Career & Finance

7 Ways to Invest in Your Brand (and Grow Your Company)

When Brittany Cobb started Flea Style seven years ago, it was a small biannual curated flea market in Dallas. Today the company has four shows in Dallas and Houston annually (and will launch more cities this fall), produces large-scale conferences for small business owners, hosts workshops in their office, and has an online shop featuring its lifestyle goods. 

Sound like a lot? It is. But Brittany credits this multi-faceted business model as the wave of the future for creative companies looking to carve out a successful path in a world of over-saturation and instagram scrolling. Need more proof? Just look at Emily Henderson’s interior design business, coffee table book, Target collection, online flea market and more.

Here are Brittany’s tips for making your company grow authentically and successfully with multiple revenue streams. 

Have a Hero

Before you spread your time thin with several projects or platforms, it’s best have one that floats the ship in smooth and choppy waters. Once you have a hero idea that pays the bills you can consider other channels to explore. Don’t waste your time or funds on additional projects until your core company is financially sound.

Your Mission Statement is Your Best Friend  

Creative thinkers need a leash to keep ideas in line. Whether it’s a series of short sentences or a simple tagline, create and memorize your mission and use it has a barometer always. Anytime you consider rolling out a new product or platform, ask the question: “Does this idea stay true to my mission?” If the answer is yes, then the idea is worth considering or testing further. If the answer is no, move on immediately. 

Follow the Money 

Why do 96% of businesses fail within ten years? They can’t pay their bills. Any time you’re considering a new idea or potential platform for your main mission, you must ask yourself how and when it will monetize. If it doesn’t make money initially it’s not necessarily a no if it serves the main mission and forecasts success in the near future.

E Words Are Key Words 

Sometimes you have to take some short term pain for long term gain. If you’re facing this financial reality with your company’s new concept, ask yourself the following question: Does this idea increase my business’ exposure, engagement and economic security? If the answer is yes to all three and you can sustain the initial investment go for it if your guts says so. 

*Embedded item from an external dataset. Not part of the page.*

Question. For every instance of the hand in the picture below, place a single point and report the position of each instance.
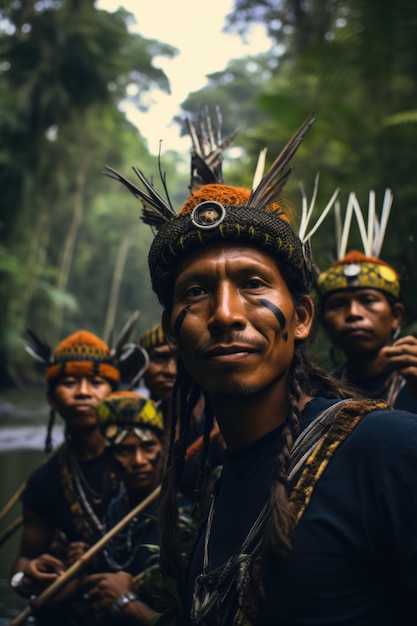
(39, 573)
(402, 355)
(102, 590)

Keep Things Inexpensive, Simple and Scalable 

When you’re a small business, you usually have little resources, manpower and funding. New platforms should be simple to start and test and also have serious legs for scaling. Time-intensive projects should be left for the hero idea that brings home the bacon. For seedling concepts, keep early execution easy and affordable. Consider cost-effective strategies such as bartering with friends (they provide branding for your social media prowess), using a combination of part-time employees and interns, and reaching out to influencers and media directly instead of hiring a publicist.  

Ditch Dud Ideas

Sometimes an idea fits your mission, looks lucrative and is fairly simple to start but still just doesn’t work. And that’s ok! Successful business owners cut operations, departments, employees and ideas all the time. The key is to pivot before you spend too much money and time on something that is destined to fail. Some sure ways to see if your idea is a hero or zero: Use a financial tool (a profit and loss sheet is good) to track your numbers and keep an eye on the hype/engagement, whether it be through social media, site analytics, online sales, events and/or press. Your gut is another means of measure always. Never forget that! 

Be Flexible

While it’s important to be fiercely true to your mission, you still want to have flexibility with your path to growth. Watch and analyze your company’s Google analytics, successes, failures and feedback and ebb and flow with the results. If online sales are sluggish, for example, consider a new advertising strategy or take a deep look at your product assortment or prices. With the easy access to ideas, we all need to regularly shake things up and stay fresh with our concepts whether it be with unique offerings or authentic engagement with our customers. Things move fast today and it’s crucial to stay current and ahead of the curve to prosper.